Dari sinilah  Anand memutuskan utuk keluar sebagai pengajar Exellent, dia mulai mendirikan bimbingan untuk masuk IIT khusus untuk anak – anak miskin, bahkan gratis. Di bagian ini, saya terharu bagaimana usaha anak – anak dari berbagai daerah berusaha datang, dengan perjuangan yang tak mudah. Semua ingin mendapatkan kesempatan itu, belajar tanpa biaya, kesempatan mengejar mimpi, kesempatan merubah keadaan, mengentaskan mereka dari kebodohan dan kemiskinan. Tersebutlah 30 siswa terpilih melalui seleksi ketat.
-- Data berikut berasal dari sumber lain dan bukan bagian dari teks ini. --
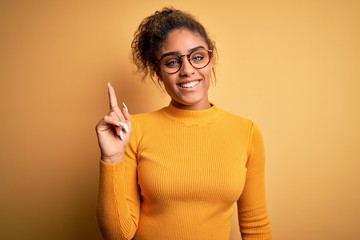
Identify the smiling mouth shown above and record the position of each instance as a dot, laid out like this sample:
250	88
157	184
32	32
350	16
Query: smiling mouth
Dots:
189	84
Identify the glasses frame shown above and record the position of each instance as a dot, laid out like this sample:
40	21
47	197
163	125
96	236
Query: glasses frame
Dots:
181	57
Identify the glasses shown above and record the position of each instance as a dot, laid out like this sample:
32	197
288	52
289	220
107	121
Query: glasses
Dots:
171	63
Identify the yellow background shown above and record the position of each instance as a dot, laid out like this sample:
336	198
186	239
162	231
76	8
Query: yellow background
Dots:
291	66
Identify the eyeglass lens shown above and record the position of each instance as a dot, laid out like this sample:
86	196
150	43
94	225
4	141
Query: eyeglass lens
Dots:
198	59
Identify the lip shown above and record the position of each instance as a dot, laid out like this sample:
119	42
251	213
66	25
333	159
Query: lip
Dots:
189	81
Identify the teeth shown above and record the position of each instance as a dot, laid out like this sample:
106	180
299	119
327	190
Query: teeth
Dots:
189	85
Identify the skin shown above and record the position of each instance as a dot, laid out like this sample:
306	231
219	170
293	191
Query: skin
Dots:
183	41
114	129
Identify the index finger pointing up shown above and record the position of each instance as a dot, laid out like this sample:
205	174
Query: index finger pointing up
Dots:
112	97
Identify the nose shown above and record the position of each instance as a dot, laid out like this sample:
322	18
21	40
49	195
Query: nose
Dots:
186	68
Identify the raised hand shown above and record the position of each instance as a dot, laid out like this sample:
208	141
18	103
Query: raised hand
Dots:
113	130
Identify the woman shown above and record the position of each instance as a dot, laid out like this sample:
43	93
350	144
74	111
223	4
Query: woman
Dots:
175	173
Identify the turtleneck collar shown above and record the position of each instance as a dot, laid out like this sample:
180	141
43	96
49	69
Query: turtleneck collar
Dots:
194	117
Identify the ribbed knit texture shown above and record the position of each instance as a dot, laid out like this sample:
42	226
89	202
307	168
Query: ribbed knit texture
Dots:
181	175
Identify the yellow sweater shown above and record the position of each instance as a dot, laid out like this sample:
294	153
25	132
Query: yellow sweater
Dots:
182	173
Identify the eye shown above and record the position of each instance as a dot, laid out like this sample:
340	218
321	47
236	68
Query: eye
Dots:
197	56
171	62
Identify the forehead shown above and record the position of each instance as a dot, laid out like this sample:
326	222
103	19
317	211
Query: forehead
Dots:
182	40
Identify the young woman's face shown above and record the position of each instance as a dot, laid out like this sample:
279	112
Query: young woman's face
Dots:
188	87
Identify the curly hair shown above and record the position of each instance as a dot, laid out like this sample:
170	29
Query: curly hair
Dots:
152	33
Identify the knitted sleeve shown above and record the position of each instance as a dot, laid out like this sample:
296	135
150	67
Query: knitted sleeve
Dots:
118	205
253	218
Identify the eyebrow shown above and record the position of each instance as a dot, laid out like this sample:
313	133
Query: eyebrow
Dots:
178	53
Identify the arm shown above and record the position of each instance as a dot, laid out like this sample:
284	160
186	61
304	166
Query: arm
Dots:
118	206
253	218
118	200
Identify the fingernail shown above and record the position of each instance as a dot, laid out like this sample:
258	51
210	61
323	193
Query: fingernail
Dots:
125	107
125	126
121	135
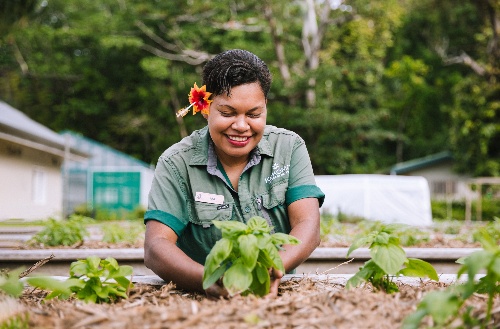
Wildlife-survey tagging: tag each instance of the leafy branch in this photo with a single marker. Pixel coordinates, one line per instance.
(444, 306)
(244, 255)
(388, 259)
(91, 280)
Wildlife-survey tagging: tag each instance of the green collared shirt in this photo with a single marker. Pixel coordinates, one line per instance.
(190, 189)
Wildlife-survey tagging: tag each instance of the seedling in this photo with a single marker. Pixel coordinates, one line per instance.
(91, 280)
(63, 232)
(244, 255)
(444, 306)
(122, 232)
(387, 259)
(10, 283)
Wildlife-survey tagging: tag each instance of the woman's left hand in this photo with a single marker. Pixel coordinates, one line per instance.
(276, 276)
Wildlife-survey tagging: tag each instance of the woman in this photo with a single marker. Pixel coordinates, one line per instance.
(235, 168)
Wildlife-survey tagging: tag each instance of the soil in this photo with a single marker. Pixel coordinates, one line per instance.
(301, 303)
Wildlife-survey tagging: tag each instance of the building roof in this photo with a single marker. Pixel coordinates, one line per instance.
(18, 128)
(419, 163)
(102, 156)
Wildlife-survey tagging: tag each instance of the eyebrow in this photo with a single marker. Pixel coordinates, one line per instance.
(234, 109)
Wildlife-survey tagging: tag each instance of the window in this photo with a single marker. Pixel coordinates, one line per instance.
(444, 187)
(39, 187)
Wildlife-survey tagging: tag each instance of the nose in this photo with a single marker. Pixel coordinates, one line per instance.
(240, 123)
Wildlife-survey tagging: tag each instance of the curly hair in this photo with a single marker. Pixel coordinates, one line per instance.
(235, 67)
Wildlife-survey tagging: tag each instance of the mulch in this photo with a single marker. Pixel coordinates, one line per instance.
(301, 303)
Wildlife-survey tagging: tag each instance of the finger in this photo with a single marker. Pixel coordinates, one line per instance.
(273, 288)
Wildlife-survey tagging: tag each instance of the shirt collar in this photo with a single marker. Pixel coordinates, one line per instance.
(204, 151)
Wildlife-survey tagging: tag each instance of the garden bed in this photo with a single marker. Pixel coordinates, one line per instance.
(302, 303)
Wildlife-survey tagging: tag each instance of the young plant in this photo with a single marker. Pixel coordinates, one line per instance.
(91, 280)
(10, 283)
(13, 315)
(387, 259)
(244, 255)
(444, 306)
(63, 232)
(122, 232)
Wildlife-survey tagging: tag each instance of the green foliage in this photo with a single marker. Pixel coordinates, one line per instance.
(122, 232)
(406, 235)
(12, 314)
(387, 259)
(91, 280)
(490, 207)
(117, 73)
(10, 284)
(444, 306)
(244, 255)
(63, 232)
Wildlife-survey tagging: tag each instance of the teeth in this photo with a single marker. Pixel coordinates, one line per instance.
(238, 139)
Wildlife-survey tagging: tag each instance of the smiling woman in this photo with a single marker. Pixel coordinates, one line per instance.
(235, 168)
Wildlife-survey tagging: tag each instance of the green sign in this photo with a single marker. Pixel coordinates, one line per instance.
(116, 190)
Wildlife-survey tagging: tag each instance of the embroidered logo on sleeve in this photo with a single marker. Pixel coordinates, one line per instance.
(209, 198)
(277, 172)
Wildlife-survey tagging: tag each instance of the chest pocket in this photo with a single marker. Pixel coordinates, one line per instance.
(207, 212)
(275, 197)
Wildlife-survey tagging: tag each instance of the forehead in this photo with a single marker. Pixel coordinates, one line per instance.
(248, 92)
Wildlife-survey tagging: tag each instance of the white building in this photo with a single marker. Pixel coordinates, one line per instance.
(31, 157)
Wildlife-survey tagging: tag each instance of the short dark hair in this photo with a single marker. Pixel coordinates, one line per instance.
(235, 67)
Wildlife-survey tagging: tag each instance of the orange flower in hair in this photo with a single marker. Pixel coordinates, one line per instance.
(198, 99)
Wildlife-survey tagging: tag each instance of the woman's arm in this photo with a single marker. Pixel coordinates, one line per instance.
(304, 220)
(169, 262)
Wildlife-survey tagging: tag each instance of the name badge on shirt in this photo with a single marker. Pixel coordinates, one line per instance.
(209, 198)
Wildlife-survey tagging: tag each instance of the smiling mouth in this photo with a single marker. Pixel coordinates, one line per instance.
(238, 138)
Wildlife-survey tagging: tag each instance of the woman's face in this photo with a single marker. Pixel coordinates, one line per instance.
(236, 122)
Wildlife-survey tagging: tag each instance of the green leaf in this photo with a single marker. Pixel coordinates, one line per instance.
(419, 268)
(121, 271)
(258, 225)
(78, 268)
(249, 250)
(124, 282)
(237, 279)
(476, 261)
(441, 305)
(390, 258)
(62, 289)
(413, 320)
(271, 251)
(10, 283)
(363, 275)
(280, 239)
(230, 229)
(361, 242)
(262, 273)
(382, 238)
(110, 263)
(261, 281)
(219, 253)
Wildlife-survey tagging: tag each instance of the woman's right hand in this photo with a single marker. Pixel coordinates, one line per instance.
(216, 291)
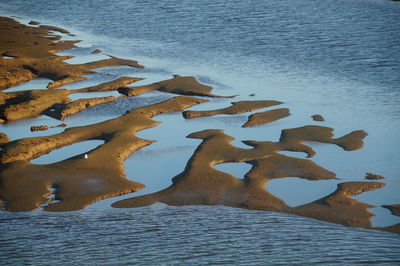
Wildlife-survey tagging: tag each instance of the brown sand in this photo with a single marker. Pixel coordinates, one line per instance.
(3, 138)
(318, 118)
(113, 85)
(371, 176)
(201, 184)
(236, 108)
(176, 85)
(31, 103)
(34, 56)
(96, 51)
(61, 111)
(78, 181)
(395, 209)
(266, 117)
(53, 28)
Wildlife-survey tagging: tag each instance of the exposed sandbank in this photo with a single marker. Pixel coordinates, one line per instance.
(236, 108)
(266, 117)
(79, 181)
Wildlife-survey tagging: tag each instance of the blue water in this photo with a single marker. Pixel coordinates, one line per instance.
(335, 58)
(195, 235)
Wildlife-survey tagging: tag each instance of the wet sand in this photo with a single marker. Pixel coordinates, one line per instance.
(28, 52)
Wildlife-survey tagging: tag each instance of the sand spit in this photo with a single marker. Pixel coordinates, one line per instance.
(33, 53)
(53, 28)
(266, 117)
(27, 52)
(177, 85)
(34, 57)
(371, 176)
(3, 138)
(318, 118)
(31, 103)
(96, 51)
(113, 85)
(78, 181)
(236, 108)
(395, 209)
(61, 111)
(201, 184)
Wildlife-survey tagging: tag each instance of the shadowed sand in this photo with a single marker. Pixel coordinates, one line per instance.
(78, 181)
(236, 108)
(28, 52)
(33, 54)
(177, 85)
(61, 111)
(266, 117)
(201, 184)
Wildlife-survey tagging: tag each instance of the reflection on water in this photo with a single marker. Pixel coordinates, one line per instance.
(68, 152)
(327, 57)
(197, 235)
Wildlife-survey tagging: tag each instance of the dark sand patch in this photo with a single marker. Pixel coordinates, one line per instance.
(31, 103)
(54, 28)
(78, 181)
(34, 56)
(266, 117)
(4, 138)
(201, 184)
(371, 176)
(61, 111)
(113, 85)
(99, 173)
(46, 127)
(176, 85)
(318, 118)
(236, 108)
(32, 22)
(96, 51)
(394, 209)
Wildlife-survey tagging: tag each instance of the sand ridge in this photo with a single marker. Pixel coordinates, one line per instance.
(78, 181)
(28, 52)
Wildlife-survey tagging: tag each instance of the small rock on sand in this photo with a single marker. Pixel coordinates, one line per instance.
(371, 176)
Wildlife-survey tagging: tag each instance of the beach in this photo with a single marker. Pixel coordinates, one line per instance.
(101, 174)
(140, 112)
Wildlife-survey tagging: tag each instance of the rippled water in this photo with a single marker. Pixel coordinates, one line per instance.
(188, 235)
(336, 58)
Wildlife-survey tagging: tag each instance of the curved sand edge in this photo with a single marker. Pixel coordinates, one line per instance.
(236, 108)
(201, 184)
(78, 181)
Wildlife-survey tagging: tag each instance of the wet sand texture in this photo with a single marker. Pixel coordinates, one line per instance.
(176, 85)
(3, 138)
(266, 117)
(236, 108)
(318, 118)
(371, 176)
(96, 51)
(33, 53)
(201, 184)
(78, 181)
(99, 173)
(113, 85)
(34, 56)
(394, 209)
(30, 103)
(61, 111)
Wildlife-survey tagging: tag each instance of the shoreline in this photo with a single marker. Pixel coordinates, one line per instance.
(44, 62)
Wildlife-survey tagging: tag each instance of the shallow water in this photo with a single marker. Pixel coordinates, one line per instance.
(334, 58)
(196, 235)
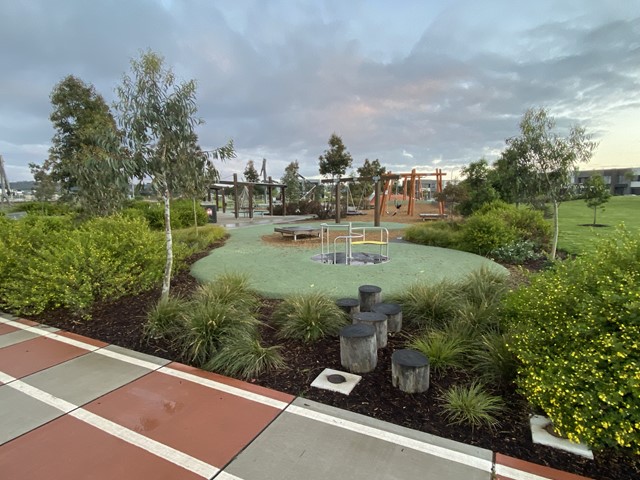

Dari sini perjuangan mereka untuk belajar dengan penuh perjuangan dimulai.

Film ini diangkat dari kisah nyata guru dan matematikawan asal Patna, Bihar, India. Anand Kumar. Kelas bimbingannya ini membuat banyak decak kagum. Hampir semua anak didiknya berhasil lulus ujian masuk kampus Indian Institutes of Technology (IIT). IIT adalah salah satu kampus teknik terbaik di India. Film ini menggambarkan kehidupan sang guru dan 30 murid pertamanya. Dengan berbagai badai yang menerpa, akhirnya bisa lulus dengan sempurna

Pendidikan adalah hak setiap orang. Anand Kumar benar- benar mengupayakan agar orang tak mampu pun mampu untuk meraih  masa depan seperti orang- orang yang mampu. Perguruan IIT bukan saja untuk orang orang kaya, laksana Arjuna namun juga orang orang miskin yang terus berusaha seperti Ekalavya. Dengan pengajaran teori dan praktek yang menyenangkan Anand menunjukkan bagaimana seharusnya karakter seorang pengajar. Saya salut dengan film ini, benar – benar menyentuh dan memberi sudut baru tentang proses pembelajaran. Lagipula pendidikan tidak seharusnya dimonopoli dan menjadi ladang bisnis bagi orang – orang berduit. Tapi juga keadilan mengenyamnya untuk setiap orang. Film ini sangat inspiratif dan layak ditonton.